Dessert is at home, and is much more low-key - they might love being famous, but they also know Emma hates it, so they try to compromise sometimes. Emma sits between them on the couch, holding the giant sundae, while Mom and Joey eat around the sides, leaving the middle strawberry part for her - it's a well-worn tradition, by now. They've been eating sundaes the same way since Emma was six. She's gonna miss this, when she goes away for school. Not that she's made a decision, yet.

"I"m sorry about your friend at work, honey, but you're probably better off," Mom says around the spoon hanging out of her mouth, tapping something out on her phone. Work, probably - Emma shoots a withering look at Joey, who rolls his eyes affectionately. "What kind of a name is 'Bree?' Her parents are probably hippies."

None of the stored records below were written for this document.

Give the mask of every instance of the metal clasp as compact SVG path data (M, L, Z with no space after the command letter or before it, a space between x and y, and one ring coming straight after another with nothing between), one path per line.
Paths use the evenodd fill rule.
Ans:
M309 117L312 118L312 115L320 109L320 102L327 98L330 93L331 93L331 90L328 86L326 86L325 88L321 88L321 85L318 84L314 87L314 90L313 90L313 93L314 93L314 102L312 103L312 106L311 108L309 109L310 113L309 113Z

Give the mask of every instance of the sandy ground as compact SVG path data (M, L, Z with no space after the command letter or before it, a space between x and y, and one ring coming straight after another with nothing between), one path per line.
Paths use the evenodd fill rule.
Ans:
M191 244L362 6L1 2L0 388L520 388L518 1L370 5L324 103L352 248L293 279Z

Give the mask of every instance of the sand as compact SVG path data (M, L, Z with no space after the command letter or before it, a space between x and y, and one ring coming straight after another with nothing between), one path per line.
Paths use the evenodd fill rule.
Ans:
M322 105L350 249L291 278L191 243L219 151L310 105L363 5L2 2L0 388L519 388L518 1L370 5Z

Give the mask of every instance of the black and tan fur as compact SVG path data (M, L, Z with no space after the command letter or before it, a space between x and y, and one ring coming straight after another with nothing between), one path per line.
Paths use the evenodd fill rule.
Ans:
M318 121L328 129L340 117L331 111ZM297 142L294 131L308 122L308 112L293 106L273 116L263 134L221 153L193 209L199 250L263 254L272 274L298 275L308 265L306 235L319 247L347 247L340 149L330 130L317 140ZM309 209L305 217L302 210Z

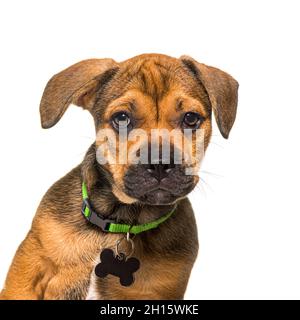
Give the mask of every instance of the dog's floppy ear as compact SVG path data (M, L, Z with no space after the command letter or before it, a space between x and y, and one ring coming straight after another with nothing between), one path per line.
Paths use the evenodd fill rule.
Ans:
M46 85L40 104L42 127L54 126L71 103L89 110L101 78L107 81L116 68L117 63L112 59L89 59L54 75Z
M206 66L191 57L182 56L180 59L205 87L219 130L227 139L236 116L238 82L226 72Z

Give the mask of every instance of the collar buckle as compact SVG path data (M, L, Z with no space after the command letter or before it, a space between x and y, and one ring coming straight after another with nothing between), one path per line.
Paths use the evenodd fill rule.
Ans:
M83 199L81 213L92 224L95 224L104 232L109 232L109 226L113 223L113 220L105 219L97 214L92 208L88 198Z

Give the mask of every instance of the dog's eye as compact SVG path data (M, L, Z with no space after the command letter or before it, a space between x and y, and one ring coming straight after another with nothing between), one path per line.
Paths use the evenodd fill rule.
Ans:
M112 116L112 124L115 129L126 128L130 125L130 117L126 112L118 112Z
M187 112L183 117L183 126L192 129L198 129L202 121L200 114L196 112Z

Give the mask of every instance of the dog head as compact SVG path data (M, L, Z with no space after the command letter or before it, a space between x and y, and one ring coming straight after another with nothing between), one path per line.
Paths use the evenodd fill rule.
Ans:
M124 203L170 204L198 182L198 175L186 169L199 166L193 155L199 144L203 152L208 146L212 112L228 138L237 91L230 75L187 56L85 60L50 79L40 105L41 122L43 128L54 126L71 103L89 110L101 159L105 154L114 160L101 164L110 173L114 195Z

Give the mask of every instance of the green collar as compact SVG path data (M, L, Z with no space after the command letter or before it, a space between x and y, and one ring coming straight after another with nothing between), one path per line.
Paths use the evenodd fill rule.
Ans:
M82 198L83 198L82 209L81 209L82 214L88 221L100 227L104 232L113 232L113 233L129 232L132 234L138 234L150 229L154 229L154 228L157 228L161 223L166 221L168 218L170 218L176 209L175 207L172 211L170 211L169 213L167 213L166 215L162 216L157 220L140 224L140 225L130 226L128 224L116 223L114 220L106 219L104 217L101 217L98 213L96 213L92 209L91 204L89 202L87 187L84 182L82 183Z

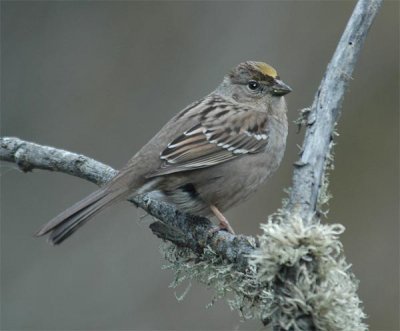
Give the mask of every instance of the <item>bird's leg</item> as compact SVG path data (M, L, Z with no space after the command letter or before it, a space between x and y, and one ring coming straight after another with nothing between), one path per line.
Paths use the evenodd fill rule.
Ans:
M226 229L229 233L235 234L235 231L233 231L233 228L229 224L228 220L225 218L224 215L222 215L222 213L218 210L218 208L215 207L214 205L210 205L210 209L219 221L218 226L212 229L211 232L217 232L219 230Z

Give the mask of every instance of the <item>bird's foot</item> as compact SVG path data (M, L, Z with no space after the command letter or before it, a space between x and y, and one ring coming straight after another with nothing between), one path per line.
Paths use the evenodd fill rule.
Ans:
M211 205L210 208L211 208L212 212L214 213L214 215L219 220L218 226L212 228L210 230L210 233L215 233L215 232L218 232L220 230L225 230L225 231L228 231L231 234L235 234L235 231L233 230L233 228L229 224L228 220L225 218L224 215L222 215L222 213L218 210L218 208L215 207L214 205Z

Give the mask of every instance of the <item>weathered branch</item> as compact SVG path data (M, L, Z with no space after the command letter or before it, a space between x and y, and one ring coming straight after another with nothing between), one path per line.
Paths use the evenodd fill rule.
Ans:
M33 169L57 171L100 186L117 174L117 170L87 156L14 137L0 138L0 160L15 163L24 172ZM209 246L229 262L237 264L237 268L246 268L247 256L254 250L246 236L234 236L225 231L211 234L213 225L207 218L185 214L172 205L146 196L136 197L132 202L159 220L150 225L158 237L198 254Z
M300 160L295 164L291 211L309 221L317 212L324 169L349 80L382 0L359 0L325 72L307 119Z
M324 178L329 162L331 162L335 125L341 113L344 93L351 79L359 52L381 4L381 0L359 0L357 2L327 67L313 104L307 113L305 119L307 129L300 160L295 163L290 197L285 206L285 217L282 217L283 222L300 219L303 230L312 228L314 224L318 225L318 207L326 202L326 197L322 195L327 191L328 184L324 182ZM269 239L268 229L264 231L264 240ZM293 322L300 330L316 330L320 326L318 319L315 318L315 312L307 311L304 308L287 310L285 307L293 297L303 297L308 292L316 292L312 287L301 284L310 280L309 275L316 276L313 280L315 283L327 282L330 286L346 283L349 285L348 289L354 291L354 287L350 286L349 279L339 280L335 277L328 279L326 275L318 273L318 269L324 264L323 259L317 256L318 254L317 251L310 251L309 258L299 260L293 265L283 266L282 276L276 277L273 287L276 292L281 293L283 300L277 302L278 310L273 321L274 330L292 330L293 327L285 324L285 320ZM338 267L340 268L340 266ZM297 292L302 293L299 295ZM353 304L355 305L349 304L347 310L338 312L343 315L339 316L338 320L343 318L346 313L352 312L357 315L356 319L352 320L354 324L350 322L351 318L344 318L345 322L342 327L349 328L349 330L362 330L366 326L356 320L361 320L363 314L356 309L359 304L357 300L353 301ZM350 326L350 324L352 325ZM342 329L339 323L336 323L335 327Z
M259 245L252 237L211 235L208 219L146 196L133 201L159 219L150 225L153 233L176 245L166 256L180 276L214 286L218 296L235 293L233 307L244 317L272 321L274 330L366 330L357 284L338 240L343 227L321 225L318 212L344 92L381 3L358 1L305 120L289 200L262 225ZM59 171L98 185L117 173L88 157L10 137L0 140L0 160L23 171Z

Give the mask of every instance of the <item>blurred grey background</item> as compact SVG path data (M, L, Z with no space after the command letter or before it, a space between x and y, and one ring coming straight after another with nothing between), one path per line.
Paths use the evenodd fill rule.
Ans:
M1 134L119 168L232 66L262 60L311 104L355 2L1 2ZM371 330L399 330L399 2L386 1L339 125L328 222L346 226ZM302 133L279 172L227 216L239 233L280 206ZM122 203L60 247L32 234L95 187L1 168L2 330L259 330L194 284L183 302L151 218ZM178 290L178 294L184 288Z

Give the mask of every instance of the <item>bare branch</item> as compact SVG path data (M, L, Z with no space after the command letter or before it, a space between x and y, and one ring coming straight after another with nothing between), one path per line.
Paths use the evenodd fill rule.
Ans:
M317 211L324 168L344 93L381 4L382 0L358 1L310 109L302 153L293 173L289 205L304 221L309 221Z
M326 202L326 197L322 195L327 192L326 171L329 168L329 162L331 162L335 125L341 113L344 93L351 79L359 52L381 4L381 0L359 0L357 2L306 119L307 130L300 160L295 163L289 201L284 212L280 215L283 223L293 223L294 220L300 219L301 223L298 226L301 227L301 230L313 232L313 234L308 233L308 239L303 238L304 240L311 239L318 232L313 230L315 227L319 227L320 211L318 209L321 204ZM263 251L264 253L269 252L270 244L265 242L270 239L270 231L270 228L264 228L264 234L261 236L261 254ZM328 241L329 236L325 237L324 240ZM307 285L309 275L315 275L313 282L320 285L324 283L329 284L329 287L345 285L346 291L355 291L355 287L351 285L352 281L349 278L340 279L336 276L329 278L326 274L319 274L317 270L326 263L325 258L321 258L322 256L319 256L319 254L317 250L309 250L308 257L304 260L297 260L296 263L292 263L288 258L289 263L282 266L281 277L276 277L273 282L275 291L281 293L280 301L276 302L276 314L272 317L274 331L292 330L294 329L292 325L296 325L300 330L316 330L317 327L321 327L318 318L314 315L315 307L309 311L307 311L308 308L304 307L297 307L294 310L287 309L288 304L296 297L300 299L300 302L303 301L303 304L307 307L307 302L309 303L310 299L305 300L304 297L309 295L310 292L318 293L318 290L313 286ZM329 259L329 256L327 258ZM261 265L262 263L268 264L268 260L260 259L259 263ZM340 269L344 265L337 265L337 267ZM333 270L335 268L332 268ZM341 292L336 295L344 299L344 294L344 292ZM356 299L355 295L347 299L350 299L350 301L348 301L346 309L337 312L335 329L366 329L366 326L360 322L364 318L364 314L357 309L360 304L359 300ZM333 307L332 305L330 308L333 309ZM348 315L347 318L346 315ZM356 318L352 318L351 315L356 316ZM342 323L339 323L339 321ZM325 328L322 329L325 330Z
M24 172L33 169L58 171L100 186L117 174L117 170L87 156L14 137L0 138L0 160L13 162ZM146 196L136 197L131 202L160 220L150 225L158 237L190 248L197 254L209 246L229 262L237 264L237 268L246 268L247 256L254 249L254 244L250 242L254 242L254 239L224 231L210 234L213 225L207 218L185 214L169 204Z
M0 160L15 163L23 172L57 171L97 185L107 183L118 172L87 156L14 137L0 138Z

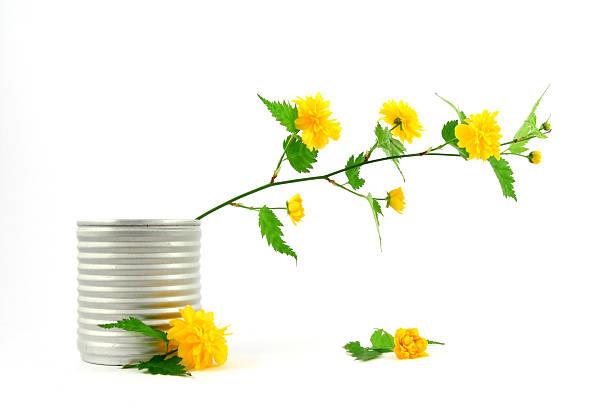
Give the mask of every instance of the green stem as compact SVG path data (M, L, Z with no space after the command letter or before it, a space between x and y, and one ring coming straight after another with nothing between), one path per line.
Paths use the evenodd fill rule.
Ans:
M441 144L440 146L438 146L438 147L436 147L436 148L431 149L431 150L430 150L430 152L435 152L436 150L440 150L440 149L442 149L444 146L446 146L448 143L449 143L449 142L446 142L446 143L444 143L444 144Z
M440 343L439 341L433 341L433 340L427 340L427 344L440 344L442 346L445 346L446 344L444 343Z
M240 208L244 208L246 210L253 210L253 211L259 211L261 210L263 207L247 207L246 205L242 205L240 203L231 203L230 204L232 207L240 207ZM286 210L287 207L268 207L270 210Z
M295 133L289 136L289 142L287 143L287 146L289 146L289 143L291 143L294 137L295 137ZM287 149L283 148L283 154L281 155L281 158L278 160L278 163L276 164L276 168L274 169L274 174L272 175L272 179L270 180L270 183L274 183L274 180L276 180L276 177L278 177L278 174L280 173L281 164L283 164L283 160L285 160L286 155L287 155Z
M268 184L264 184L262 186L259 186L257 188L254 188L252 190L247 191L246 193L242 193L237 195L236 197L232 197L229 200L217 205L216 207L211 208L210 210L206 211L205 213L201 214L200 216L196 217L196 220L201 220L202 218L206 217L207 215L210 215L212 213L214 213L215 211L225 207L226 205L229 205L231 203L233 203L236 200L240 200L241 198L244 198L246 196L249 196L251 194L255 194L259 191L268 189L270 187L273 186L282 186L284 184L293 184L293 183L301 183L303 181L313 181L313 180L327 180L328 178L335 176L336 174L340 174L340 173L344 173L347 170L351 170L357 167L361 167L361 166L365 166L368 164L372 164L372 163L378 163L378 162L382 162L382 161L386 161L386 160L394 160L394 159L403 159L403 158L407 158L407 157L419 157L419 156L455 156L455 157L461 157L461 155L459 154L453 154L453 153L431 153L429 151L424 151L421 153L411 153L411 154L401 154L401 155L397 155L397 156L389 156L389 157L382 157L380 159L374 159L374 160L370 160L367 162L363 162L363 163L357 163L353 166L349 166L349 167L345 167L342 168L340 170L336 170L336 171L332 171L331 173L327 173L327 174L323 174L321 176L311 176L311 177L302 177L302 178L296 178L296 179L291 179L291 180L283 180L283 181L278 181L275 183L268 183Z
M505 145L509 145L509 144L512 144L512 143L524 142L525 140L533 139L534 137L537 137L537 136L529 136L529 137L525 137L525 138L522 138L522 139L513 139L513 140L511 140L509 142L500 144L500 146L505 146Z
M372 152L374 152L374 149L376 149L378 147L378 142L374 143L374 146L372 146L370 148L370 150L368 150L363 158L364 161L368 161L370 160L370 156L372 155Z
M348 191L351 194L355 194L356 196L359 196L361 198L365 198L366 200L368 199L368 197L364 196L363 194L359 194L358 192L356 192L354 190L351 190L350 188L346 188L346 187L344 187L344 185L338 184L338 183L336 183L334 180L332 180L330 178L328 178L327 181L329 181L330 183L332 183L336 187L340 187L341 189ZM374 199L378 200L378 201L387 201L386 198L374 198Z
M525 156L524 154L520 154L520 153L506 153L506 152L503 152L503 153L501 153L501 154L503 154L503 155L508 155L508 154L511 154L511 155L513 155L513 156L521 156L521 157L524 157L524 158L526 158L526 159L528 159L528 158L529 158L529 156Z

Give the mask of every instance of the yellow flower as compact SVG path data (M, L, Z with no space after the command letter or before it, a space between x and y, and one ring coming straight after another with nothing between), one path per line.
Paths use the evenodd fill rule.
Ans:
M168 340L170 347L178 347L178 356L189 370L212 367L227 360L227 326L218 329L212 312L197 312L191 306L179 309L182 319L170 320Z
M287 213L293 225L297 225L298 222L304 218L304 207L302 207L302 197L299 194L294 195L291 200L287 201Z
M340 138L340 124L336 119L330 119L329 101L324 101L319 92L313 98L294 100L298 108L298 118L295 127L302 131L302 141L310 150L320 150L327 145L329 139Z
M407 358L426 357L429 354L427 340L419 336L418 329L397 329L395 331L395 347L393 351L400 360Z
M397 125L392 132L393 135L399 137L402 142L407 140L408 143L412 143L413 138L421 137L419 131L423 130L423 126L421 126L419 122L419 117L415 110L404 101L399 101L399 103L397 103L394 100L389 100L389 102L383 103L383 107L379 113L385 115L380 119L390 125Z
M529 153L529 161L533 164L540 164L542 161L542 153L538 151L533 151Z
M404 207L406 207L404 199L404 192L401 187L391 190L387 194L387 207L391 206L391 208L401 214L404 211Z
M468 160L487 160L494 156L499 160L499 134L501 128L497 125L495 116L499 112L489 113L486 109L479 114L470 115L465 121L467 124L457 125L455 136L459 140L459 147L464 147L469 153Z

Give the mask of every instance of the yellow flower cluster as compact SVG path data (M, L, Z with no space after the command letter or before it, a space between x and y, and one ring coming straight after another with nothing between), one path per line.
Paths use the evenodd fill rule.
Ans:
M470 115L465 124L455 128L455 136L459 140L457 145L467 150L468 160L488 160L491 156L499 160L499 139L502 135L495 120L498 113L489 113L485 109L482 113Z
M392 125L393 135L399 137L402 142L412 143L412 139L421 137L420 131L423 130L423 126L419 122L419 117L415 110L404 101L397 103L390 100L383 103L379 113L384 115L380 120Z
M393 352L400 360L427 357L427 340L419 336L418 329L397 329Z
M319 92L313 98L297 98L294 100L298 109L298 118L295 127L302 131L302 141L310 150L324 148L329 139L340 138L340 124L330 119L329 101L323 100Z
M191 306L179 309L182 319L170 320L168 340L170 347L178 348L181 364L189 370L213 367L214 362L222 365L227 360L227 326L221 329L214 323L212 312Z

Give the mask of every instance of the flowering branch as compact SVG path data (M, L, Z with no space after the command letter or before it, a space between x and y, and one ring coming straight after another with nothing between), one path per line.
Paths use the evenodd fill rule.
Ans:
M429 344L444 345L438 341L428 340L419 335L418 329L402 329L395 331L395 336L383 329L376 329L370 337L372 346L363 347L358 341L344 345L344 349L356 360L369 361L384 353L395 353L400 360L427 357L425 352Z
M262 190L266 190L270 187L273 186L282 186L284 184L293 184L293 183L301 183L304 181L313 181L313 180L326 180L332 176L335 176L336 174L340 174L340 173L344 173L346 170L351 170L357 167L361 167L361 166L365 166L367 164L373 164L373 163L378 163L378 162L382 162L382 161L387 161L387 160L397 160L397 159L405 159L408 157L420 157L420 156L454 156L454 157L461 157L461 155L459 154L454 154L454 153L433 153L433 149L432 150L425 150L421 153L411 153L411 154L400 154L397 156L389 156L389 157L381 157L380 159L374 159L374 160L369 160L367 162L363 162L363 163L358 163L355 164L353 166L349 166L349 167L345 167L342 168L340 170L336 170L336 171L332 171L331 173L327 173L327 174L323 174L321 176L311 176L311 177L301 177L301 178L295 178L295 179L291 179L291 180L283 180L283 181L277 181L274 183L268 183L268 184L264 184L262 186L259 186L257 188L254 188L252 190L249 190L245 193L239 194L236 197L232 197L227 201L224 201L223 203L217 205L216 207L211 208L210 210L206 211L205 213L199 215L198 217L196 217L196 220L201 220L202 218L214 213L217 210L220 210L221 208L225 207L226 205L229 205L231 203L233 203L236 200L240 200L241 198L250 196L251 194L255 194L259 191Z
M544 91L546 92L546 91ZM436 94L437 95L437 94ZM543 96L544 94L542 94ZM286 207L261 207L246 206L238 200L266 190L272 186L284 184L294 184L313 180L325 180L330 184L368 201L376 231L380 240L380 219L383 214L381 201L386 203L387 208L392 208L398 213L402 213L406 206L405 195L402 187L397 187L387 192L385 198L375 198L372 193L358 192L366 180L360 175L360 168L366 164L378 163L391 160L398 172L405 181L404 174L399 165L400 159L422 156L451 156L461 157L465 160L480 159L491 166L497 177L502 193L505 197L516 200L514 191L514 173L506 158L520 156L528 159L533 164L538 164L542 160L539 151L530 151L525 147L527 142L533 138L546 138L551 130L548 119L538 126L536 123L535 110L538 107L542 96L533 105L527 119L522 123L512 140L501 143L501 127L498 125L496 116L499 112L489 112L484 110L482 113L466 115L457 108L452 102L442 98L445 103L453 108L458 120L450 120L442 127L442 139L444 143L436 147L430 147L420 153L406 153L404 143L412 143L414 138L422 136L423 126L421 125L416 111L404 101L389 100L383 103L379 113L382 117L377 121L374 128L375 142L371 147L358 154L351 155L343 168L319 176L307 176L293 178L290 180L276 181L281 171L281 167L287 161L298 173L310 173L313 164L317 162L317 156L330 140L340 138L341 127L336 119L331 118L332 112L329 110L329 101L325 101L321 94L297 98L289 101L269 101L258 95L264 105L268 108L272 116L288 132L288 136L283 141L283 151L278 160L274 173L267 184L263 184L252 190L239 194L227 201L204 212L196 219L201 220L213 212L227 206L244 208L256 211L258 214L261 235L264 237L274 250L292 256L297 261L297 254L284 241L283 223L275 215L273 210L286 210L289 219L294 225L301 222L304 217L304 207L302 198L295 194L286 202ZM389 125L389 126L385 126ZM434 145L435 146L435 145ZM451 146L455 149L454 153L439 153L438 151ZM504 147L500 149L500 147ZM385 157L373 159L374 151L380 149ZM503 157L502 157L503 156ZM346 176L346 182L337 182L332 179L337 174ZM382 249L382 246L381 246Z

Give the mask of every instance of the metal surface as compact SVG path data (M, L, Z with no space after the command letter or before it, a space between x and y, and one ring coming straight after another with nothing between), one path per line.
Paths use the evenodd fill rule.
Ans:
M79 221L78 347L89 363L134 363L163 350L138 333L98 324L135 316L161 330L200 307L200 222Z

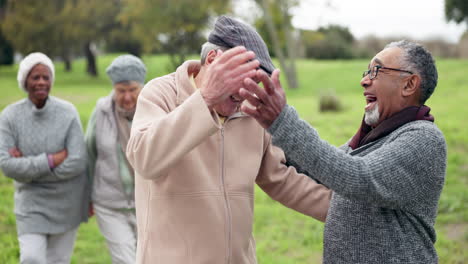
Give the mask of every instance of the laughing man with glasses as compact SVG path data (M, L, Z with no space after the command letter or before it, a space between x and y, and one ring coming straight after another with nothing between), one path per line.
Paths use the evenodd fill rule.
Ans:
M323 263L437 263L434 223L447 148L424 105L437 85L434 60L422 46L399 41L368 69L364 120L340 148L286 104L278 70L271 79L257 73L265 89L244 81L240 95L257 107L242 110L268 128L291 164L333 190Z

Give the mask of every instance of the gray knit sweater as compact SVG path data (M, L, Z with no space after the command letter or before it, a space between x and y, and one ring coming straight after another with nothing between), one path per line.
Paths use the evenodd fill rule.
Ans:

"It's short for Brianna," Emma says.

"Seemed kinda weird to me," Joey chimes in. "She was lookin' at me weird, that time I picked you up."

"Because you're famous, Joe," Emma says, rolling her eyes. "She was weird about it, yeah. That's why it didn't work out."

"You'll meet people who are more used to it at your new job," Mom says, finally tearing her eyes away from her phone. She immediately hones back in on the rocky road, tearing off a big hunk of marshmallow. "I'm glad you decided to take Natalie up on her offer. You'll like it at the Paramount offices - that one Joe got you into is real laid back."

"Yeah, can't wait to do all that exciting filing and phone calling," Emma says. "A real peek into the movie star world. It's gonna be great."

"She'll be running it in a few weeks," Joey boasts, over Emma's head to Rachel. "Gotta keep an eye on her. If we're not careful they'll make her CEO."

Rachel giggles a little, at the dramatic way Emma rolls her eyes. "Dream on, Joe."

"What? You're smart!"

"Not that smart, and you're so cheesy sometimes I can't believe it - "

"Aw," Mom interrupts, leaning down to smack a chocolatey kiss against Emma's cheek. Emma shrieks, wiggling away and wiping her face. "We're just so proud of you, baby, we love you sooooo much - "

Emma wiggles right out of their embrace - both of them leaning in to press annoying kisses against her face - and leaps to her feet - but not before depositing the sundae carefully on the coffee table. No need to waste perfectly good ice cream, after all. "You guys are disgusting. I'm going to bed."

"It's our anniversary, we're allowed," Mom says, sliding blithely into the space Emma's just departed, with a big sappy smile at Joey. "One day a year when we can be as embarrassing and gross as we want, isn't that right, Joe?"

"I'm embarrassing and gross all the time, Rach, I don't know what you're talkin' about," Joey says. He snatches the sundae back, cradling it on his lap, and scoops up a spoonful to feed to Mom.

Emma wrinkles her nose. "Okay, time for exit, pursued by bear. Goodnight guys, love you, happy anniversary, et cetera - "

Neither of them look away from each other. Mom's giggling a little, around her mouthful of ice cream.

"Right," Emma says ruefully, laughing to herself as she flees. Gross dorks, more like.

Yeah - complicated, weird, messy and full of ice cream: Emma's got it pretty good. Her mom's house is vastly superior to her Dad's in that sense, even if she does have to wear noise-cancelling headphones at night a lot. But it all comes out in the wash, as they say. Maybe New York would be good - at least for a couple years. She can always come back, if she doesn't like it.

Well, she's got time to figure it out. Emma's not the type to stress.